If you don't include this in the infoset, in most cases publishers, authoring systems, distributors, etc. will have to create an updated/modified date out of band. And in those cases you won't be able to match the notification/syndication/federation/whatever back to the original publication.

While this isn't important for viewing or authoring a publication it is very useful for distribution both of the publication and information about the publication. (The atom spec even goes as far as to make atom:updated a required element in feeds).

This doesn't have to be included in the publication infoset. People are likely to use Atom, Activity Streams, JSON Feed, OPDS and the like for distribution. And those all have updated or modified fields.

But not having it in the publication infoset as well means that there's a bit of a disconnect between the distribution protocols and the publication and that can make referring back to the publication a bit less reliable.

Omitting a modified date from the infoset is a bit like not being able to add an ebook's ISBN to its metadata. Sure, the ISBN has no real bearing on reading the ebook but it's a very important piece of metadata from a sales and distribution perspective and can be quite useful for matching ONIX data back to the ebook file (or matching both back to a common database).

If we keep a modification date (which I'd prefer), my suggestion would be to define it in exactly the same way as the atom spec defines atom:updated. That way we have guaranteed compatibility with both feeds and OPDS (which is based on atom).

(Apologies for the long comment. I didn't have time to edit it down to a short one.)

atyposh commented 6 years ago

Thanks @baldurbjarnason!

It should be made clear that this metadata is completely editorial and therefore cannot be depended upon to determine whether content/resources have changed since the given date.

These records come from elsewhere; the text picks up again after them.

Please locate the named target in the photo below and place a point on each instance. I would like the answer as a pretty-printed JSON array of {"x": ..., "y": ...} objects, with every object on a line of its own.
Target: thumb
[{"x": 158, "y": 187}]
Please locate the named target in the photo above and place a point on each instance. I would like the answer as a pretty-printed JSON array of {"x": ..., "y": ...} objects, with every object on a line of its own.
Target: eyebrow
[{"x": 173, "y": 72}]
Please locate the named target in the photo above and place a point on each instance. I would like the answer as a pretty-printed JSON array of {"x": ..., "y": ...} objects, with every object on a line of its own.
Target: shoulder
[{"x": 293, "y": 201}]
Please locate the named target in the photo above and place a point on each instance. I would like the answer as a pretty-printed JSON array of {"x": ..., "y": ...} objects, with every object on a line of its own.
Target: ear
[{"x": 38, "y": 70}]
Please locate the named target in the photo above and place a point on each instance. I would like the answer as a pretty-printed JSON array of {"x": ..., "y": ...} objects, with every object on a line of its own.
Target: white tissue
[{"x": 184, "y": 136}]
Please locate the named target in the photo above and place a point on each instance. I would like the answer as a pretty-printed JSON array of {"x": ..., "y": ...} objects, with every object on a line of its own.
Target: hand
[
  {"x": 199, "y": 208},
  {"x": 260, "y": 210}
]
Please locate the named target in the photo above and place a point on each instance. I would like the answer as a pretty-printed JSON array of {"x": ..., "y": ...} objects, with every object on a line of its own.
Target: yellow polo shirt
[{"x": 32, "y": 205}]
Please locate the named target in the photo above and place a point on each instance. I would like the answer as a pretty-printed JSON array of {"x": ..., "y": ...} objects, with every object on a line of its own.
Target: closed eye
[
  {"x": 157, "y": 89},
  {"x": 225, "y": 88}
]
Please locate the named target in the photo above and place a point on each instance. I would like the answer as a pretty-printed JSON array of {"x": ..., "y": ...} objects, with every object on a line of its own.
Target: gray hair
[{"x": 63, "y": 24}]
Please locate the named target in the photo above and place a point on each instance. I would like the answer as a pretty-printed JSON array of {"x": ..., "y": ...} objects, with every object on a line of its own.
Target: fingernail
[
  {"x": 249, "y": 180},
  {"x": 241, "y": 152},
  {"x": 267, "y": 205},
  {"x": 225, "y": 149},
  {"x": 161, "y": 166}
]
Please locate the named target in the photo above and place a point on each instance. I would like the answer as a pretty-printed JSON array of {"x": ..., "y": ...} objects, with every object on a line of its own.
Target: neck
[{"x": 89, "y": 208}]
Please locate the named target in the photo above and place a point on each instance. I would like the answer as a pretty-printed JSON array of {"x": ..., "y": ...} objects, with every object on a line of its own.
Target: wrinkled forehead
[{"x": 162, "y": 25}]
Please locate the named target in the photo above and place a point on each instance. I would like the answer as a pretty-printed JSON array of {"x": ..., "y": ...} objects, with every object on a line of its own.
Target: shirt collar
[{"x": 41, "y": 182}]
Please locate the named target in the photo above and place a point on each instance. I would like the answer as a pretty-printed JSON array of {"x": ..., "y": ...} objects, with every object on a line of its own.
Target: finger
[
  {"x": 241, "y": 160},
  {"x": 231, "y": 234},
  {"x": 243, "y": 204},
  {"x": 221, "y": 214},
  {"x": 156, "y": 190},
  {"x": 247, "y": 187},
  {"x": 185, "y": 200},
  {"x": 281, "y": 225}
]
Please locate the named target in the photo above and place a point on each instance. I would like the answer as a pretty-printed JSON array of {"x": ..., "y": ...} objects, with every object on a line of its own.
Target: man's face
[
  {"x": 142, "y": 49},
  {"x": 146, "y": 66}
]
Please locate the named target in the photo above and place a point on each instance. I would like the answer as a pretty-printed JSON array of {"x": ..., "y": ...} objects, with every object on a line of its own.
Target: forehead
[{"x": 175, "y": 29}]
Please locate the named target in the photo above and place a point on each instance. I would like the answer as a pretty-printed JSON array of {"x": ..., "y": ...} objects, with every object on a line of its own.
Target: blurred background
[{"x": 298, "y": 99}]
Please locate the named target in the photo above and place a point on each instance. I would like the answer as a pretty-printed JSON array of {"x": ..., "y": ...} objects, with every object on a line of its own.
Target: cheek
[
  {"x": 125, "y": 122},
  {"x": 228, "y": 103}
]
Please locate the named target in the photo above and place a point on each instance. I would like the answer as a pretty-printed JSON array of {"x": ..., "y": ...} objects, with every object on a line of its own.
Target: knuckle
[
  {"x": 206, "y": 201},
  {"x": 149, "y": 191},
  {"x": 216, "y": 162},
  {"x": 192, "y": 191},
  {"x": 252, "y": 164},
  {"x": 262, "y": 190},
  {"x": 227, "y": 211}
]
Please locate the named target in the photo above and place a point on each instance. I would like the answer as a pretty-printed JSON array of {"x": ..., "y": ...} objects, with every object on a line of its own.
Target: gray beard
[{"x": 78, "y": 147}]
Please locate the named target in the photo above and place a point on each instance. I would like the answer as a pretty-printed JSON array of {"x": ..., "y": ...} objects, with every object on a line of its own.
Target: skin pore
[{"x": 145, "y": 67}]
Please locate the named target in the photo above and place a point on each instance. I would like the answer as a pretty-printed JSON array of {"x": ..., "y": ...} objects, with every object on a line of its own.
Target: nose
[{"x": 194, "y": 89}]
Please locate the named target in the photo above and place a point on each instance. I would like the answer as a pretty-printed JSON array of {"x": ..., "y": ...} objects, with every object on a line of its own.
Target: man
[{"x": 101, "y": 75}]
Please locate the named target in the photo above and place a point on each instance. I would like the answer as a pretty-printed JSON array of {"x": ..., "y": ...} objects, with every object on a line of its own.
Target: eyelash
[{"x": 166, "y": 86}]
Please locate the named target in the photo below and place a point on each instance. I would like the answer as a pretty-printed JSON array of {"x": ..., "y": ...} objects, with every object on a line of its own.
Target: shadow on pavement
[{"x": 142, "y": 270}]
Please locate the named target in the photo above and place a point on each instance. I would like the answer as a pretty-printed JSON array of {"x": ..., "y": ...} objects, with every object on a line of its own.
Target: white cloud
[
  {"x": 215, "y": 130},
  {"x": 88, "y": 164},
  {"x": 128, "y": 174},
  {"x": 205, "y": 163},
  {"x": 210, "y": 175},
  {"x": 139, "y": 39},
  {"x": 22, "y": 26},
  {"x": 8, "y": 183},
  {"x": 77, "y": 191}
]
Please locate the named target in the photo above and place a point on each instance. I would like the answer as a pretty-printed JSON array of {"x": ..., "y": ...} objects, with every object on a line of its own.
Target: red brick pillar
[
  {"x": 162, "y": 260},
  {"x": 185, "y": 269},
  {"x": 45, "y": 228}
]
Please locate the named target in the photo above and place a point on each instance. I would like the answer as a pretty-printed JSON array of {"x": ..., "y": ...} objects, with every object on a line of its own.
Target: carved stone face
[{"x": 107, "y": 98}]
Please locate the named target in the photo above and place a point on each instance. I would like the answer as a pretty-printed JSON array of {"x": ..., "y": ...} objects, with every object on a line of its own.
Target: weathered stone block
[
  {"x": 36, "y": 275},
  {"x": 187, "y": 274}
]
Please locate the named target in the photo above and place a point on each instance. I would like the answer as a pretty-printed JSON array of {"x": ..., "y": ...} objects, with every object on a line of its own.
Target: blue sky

Certainly most content management systems (scholarly, trade, blog, etc) will have such a date readily available. But there are less formal use cases (e.g. simple ad hoc web pages promoted to WPs) for which such a date will be less obvious.

atyposh commented 6 years ago

The text in section 3.3.7 Last Modification Date of the draft seems to make it clear enough.

This date does not necessarily reflect all changes to the Web Publication (e.g., third-party content could change without the author being aware). User agents SHOULD check the last modification date of individual resources to determine if they have changed and need updating.

I'll reiterate the initial questions from @lrosenthol with answers derived from guidance above and await any last-chance feedback before closing.

Does it only apply to the content or also to metadata (such as the accessibility status)?

It applies to both content and metadata.

Does it apply to when a template (eg. a CMS) is changed but the content itself isn't changed?

This one seems tricky to me. When ScienceDirect (assuming it implements WP site-wide) relaunches with a fresh design (every few years) should all 12 million WPs get a new lastModified date? I just don't know.

Does it only apply to PWP and not to WP (and if so, should we wait to add it till we get there)?

It applies to WP and any implementation of PWP.

baldurbjarnason commented 6 years ago

Does it apply to when a template (eg. a CMS) is changed but the content itself isn't changed?

This one seems tricky to me. When ScienceDirect (assuming it implements WP site-wide) relaunches with a fresh design (every few years) should all 12 million WPs get a new lastModified date? I just don't know.

Well, if we're following the precedent set by atom and similar formats then this would be an authorial decision—a judgement call on the part of the author. I.e. to reuse the phrase from the atom spec: was it "modified in a way the publisher considers significant"?

My suggestion would be to—like the atom spec does—make it clear in the spec that this hinges on author/publisher judgment on what a meaningful change is in the context of their publication.

wareid commented 5 years ago

@mattgarrish Could you add clarification to https://w3c.github.io/wpub/#last-modification-date regarding this issue, then I can close.

iherman commented 5 years ago

Done in the reference above

iherman commented 5 years ago

This issue was discussed in a meeting.